Jovanotti chronology
| ElectroJova - Buon sangue dopato (2006) | Safari (2008) | OYEAH (2009) |

Singles from Safari
- "Fango" Released: 6 December 2007; "A te" Released: 7 March 2008; "Safari" Released: 4 July 2008; "Come musica" Released: 20 October 2008; "Mezzogiorno" Released: 23 January 2009; "Il 5 Maggio (Napoleone è Pieno di Vita)" Released: 29 March 2009; "Punto" Released: 15 May 2009;

= Safari (Jovanotti album) =

Safari is the eleventh studio album by Italian singer-songwriter Jovanotti. Preceded by the single "Fango", it was released in Italy on 17 January 2008. The album features guests including Ben Harper, who plays a guitar solo in "Fango", Italian band Negramaro's frontman Giuliano Sangiorgi, Brazilian musician Sérgio Mendes and American recording artist Michael Franti.

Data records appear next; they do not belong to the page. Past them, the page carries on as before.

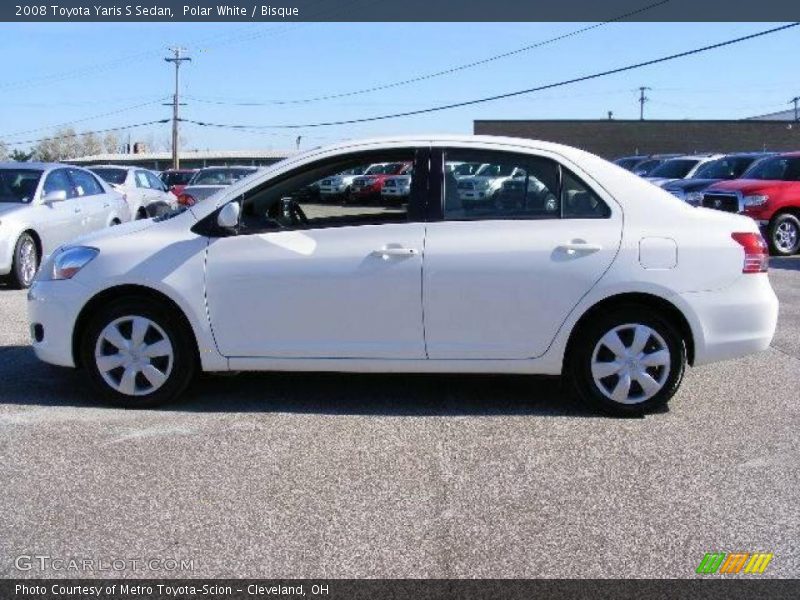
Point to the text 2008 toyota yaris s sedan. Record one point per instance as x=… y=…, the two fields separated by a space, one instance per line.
x=569 y=266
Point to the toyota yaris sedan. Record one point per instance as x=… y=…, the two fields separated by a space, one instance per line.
x=593 y=274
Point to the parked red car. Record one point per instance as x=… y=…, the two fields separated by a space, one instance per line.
x=768 y=192
x=370 y=184
x=177 y=179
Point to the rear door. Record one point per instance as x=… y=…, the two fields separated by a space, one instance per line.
x=501 y=275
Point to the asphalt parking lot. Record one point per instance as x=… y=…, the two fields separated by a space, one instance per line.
x=277 y=475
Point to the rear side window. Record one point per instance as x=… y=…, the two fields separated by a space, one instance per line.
x=85 y=183
x=509 y=186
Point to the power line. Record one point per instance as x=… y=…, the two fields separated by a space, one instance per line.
x=108 y=129
x=448 y=71
x=84 y=119
x=510 y=94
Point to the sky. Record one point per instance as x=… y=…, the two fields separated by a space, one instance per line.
x=98 y=76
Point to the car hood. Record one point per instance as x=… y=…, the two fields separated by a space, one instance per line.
x=116 y=232
x=745 y=186
x=690 y=185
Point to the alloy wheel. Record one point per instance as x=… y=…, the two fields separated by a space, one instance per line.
x=631 y=363
x=134 y=355
x=27 y=261
x=785 y=236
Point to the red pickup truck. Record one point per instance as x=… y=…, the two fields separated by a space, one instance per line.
x=768 y=192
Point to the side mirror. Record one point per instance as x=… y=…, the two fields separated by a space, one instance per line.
x=54 y=196
x=228 y=217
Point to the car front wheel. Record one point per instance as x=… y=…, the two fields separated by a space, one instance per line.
x=138 y=353
x=25 y=262
x=784 y=235
x=627 y=362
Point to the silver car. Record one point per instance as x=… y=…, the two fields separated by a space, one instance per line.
x=207 y=182
x=44 y=205
x=146 y=195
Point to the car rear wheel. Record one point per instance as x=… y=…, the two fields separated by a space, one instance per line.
x=138 y=353
x=627 y=362
x=25 y=262
x=784 y=235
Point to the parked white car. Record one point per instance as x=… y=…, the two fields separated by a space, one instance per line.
x=681 y=167
x=339 y=185
x=253 y=280
x=143 y=190
x=44 y=205
x=208 y=181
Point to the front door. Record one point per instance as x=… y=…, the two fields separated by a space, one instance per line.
x=307 y=278
x=503 y=271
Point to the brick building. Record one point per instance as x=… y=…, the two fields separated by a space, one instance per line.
x=614 y=138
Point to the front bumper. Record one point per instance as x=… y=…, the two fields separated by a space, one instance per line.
x=732 y=322
x=54 y=306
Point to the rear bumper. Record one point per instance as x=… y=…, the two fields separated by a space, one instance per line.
x=733 y=322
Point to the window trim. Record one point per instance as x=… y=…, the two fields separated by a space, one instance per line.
x=418 y=205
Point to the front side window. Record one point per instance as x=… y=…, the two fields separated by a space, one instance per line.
x=286 y=204
x=780 y=168
x=85 y=183
x=58 y=181
x=18 y=185
x=677 y=168
x=114 y=176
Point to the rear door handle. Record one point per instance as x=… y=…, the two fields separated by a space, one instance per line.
x=395 y=251
x=575 y=247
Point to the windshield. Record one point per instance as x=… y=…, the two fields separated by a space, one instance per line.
x=219 y=176
x=115 y=176
x=780 y=168
x=724 y=168
x=176 y=177
x=677 y=168
x=18 y=185
x=495 y=171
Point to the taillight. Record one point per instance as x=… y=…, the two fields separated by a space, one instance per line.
x=756 y=254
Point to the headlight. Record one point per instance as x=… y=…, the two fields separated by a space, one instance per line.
x=66 y=263
x=695 y=198
x=756 y=200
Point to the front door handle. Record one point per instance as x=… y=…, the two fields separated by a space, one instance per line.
x=394 y=251
x=579 y=246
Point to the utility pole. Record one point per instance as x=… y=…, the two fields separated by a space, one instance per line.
x=177 y=58
x=642 y=100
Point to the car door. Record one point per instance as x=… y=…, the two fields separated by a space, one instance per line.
x=95 y=203
x=345 y=284
x=63 y=220
x=501 y=276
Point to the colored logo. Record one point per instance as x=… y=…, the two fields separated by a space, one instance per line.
x=735 y=562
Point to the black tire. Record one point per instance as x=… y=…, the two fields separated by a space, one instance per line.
x=21 y=276
x=779 y=227
x=582 y=353
x=178 y=333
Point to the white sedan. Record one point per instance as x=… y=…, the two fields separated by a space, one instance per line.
x=617 y=288
x=143 y=190
x=44 y=205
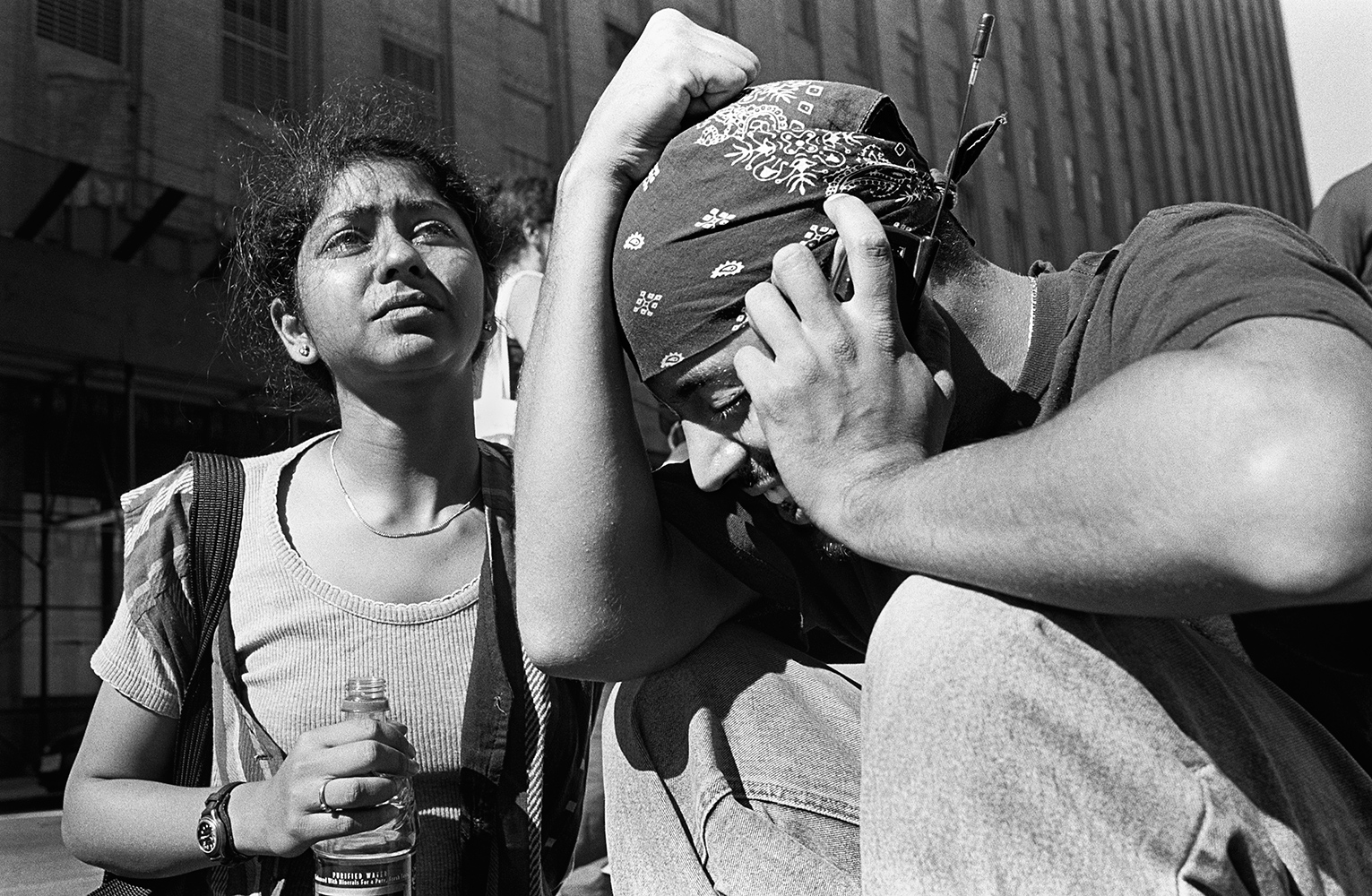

Safari was a commercial success, topping the Italian Albums Chart for seven weeks and being certified five times platinum by the Federation of the Italian Music Industry. It also became the best-selling album of 2008 in Italy, while its second single, "A te", ranked first in the Italian annual chart.

Professional ratings
Review scores
| Source | Rating |
| AllMusic | Star Half star |
| Musica e dischi | Star |

==Track listing==

Standard Edition (Mercury UPC 00602517577527)
| No. | Title | Length |
|---|---|---|
| 1. | "Fango" (featuring Ben Harper) | 4:34 |
| 2. | "Mezzogiorno" | 4:22 |
| 3. | "A te" | 4:25 |
| 4. | "Dove ho visto te" | 4:30 |
| 5. | "In orbita" | 4:33 |
| 6. | "Safari" (featuring Giuliano Sangiorgi) | 4:24 |
| 7. | "Temporale" (featuring Sly and Robbie) | 5:54 |
| 8. | "Come musica" | 3:50 |
| 9. | "Innamorato" | 2:38 |
| 10. | "Punto" (featuring Sérgio Mendes) | 4:11 |
| 11. | "Antidolorificomagnifico" | 4:26 |
| 12. | "Mani libere 2008" (featuring Michael Franti) | 4:25 |

iTunes Bonus Track
| No. | Title | Length |
|---|---|---|
| 13. | "Punto" (Veccho Frank Version, featuring Sèrgio Mendes) | 3:35 |

Limited Deluxe Edition
| No. | Title | Length |
|---|---|---|
| 13. | "Come parli l'italiano" | 3:10 |
| 14. | "Nel mio tempo" | 5:06 |
| 15. | "Il gioco del mondo" | 7:29 |

Limited Christmas Edition
| No. | Title | Length |
|---|---|---|
| 13. | "A te" (Live) | 5:34 |
| 14. | "Come musica" (Live) | 3:53 |
| 15. | "Mezzogiorno" (Live) | 5:08 |
| 16. | "Dove ho visto te" (Live) | 4:37 |

==Charts==
===Weekly charts===

| Chart (2008) | Peak position |
|---|---|
| Austrian Albums (Ö3 Austria) | 70 |
| Italian Albums (FIMI) | 1 |
| Swiss Albums (Schweizer Hitparade) | 4 |

===Year-end charts===

| Chart (2008) | Position |
|---|---|
| European Albums (Billboard) | 39 |
| Italian Albums (FIMI) | 1 |
| Swiss Albums (Schweizer Hitparade) | 55 |

==Certifications==

| Region | Certification | Certified units/sales |
| Italy (FIMI) | 5× Platinum | 600,000 |
| Switzerland (IFPI Switzerland) | Gold | 10,000^{^} |
^{^} Shipments figures based on certification alone.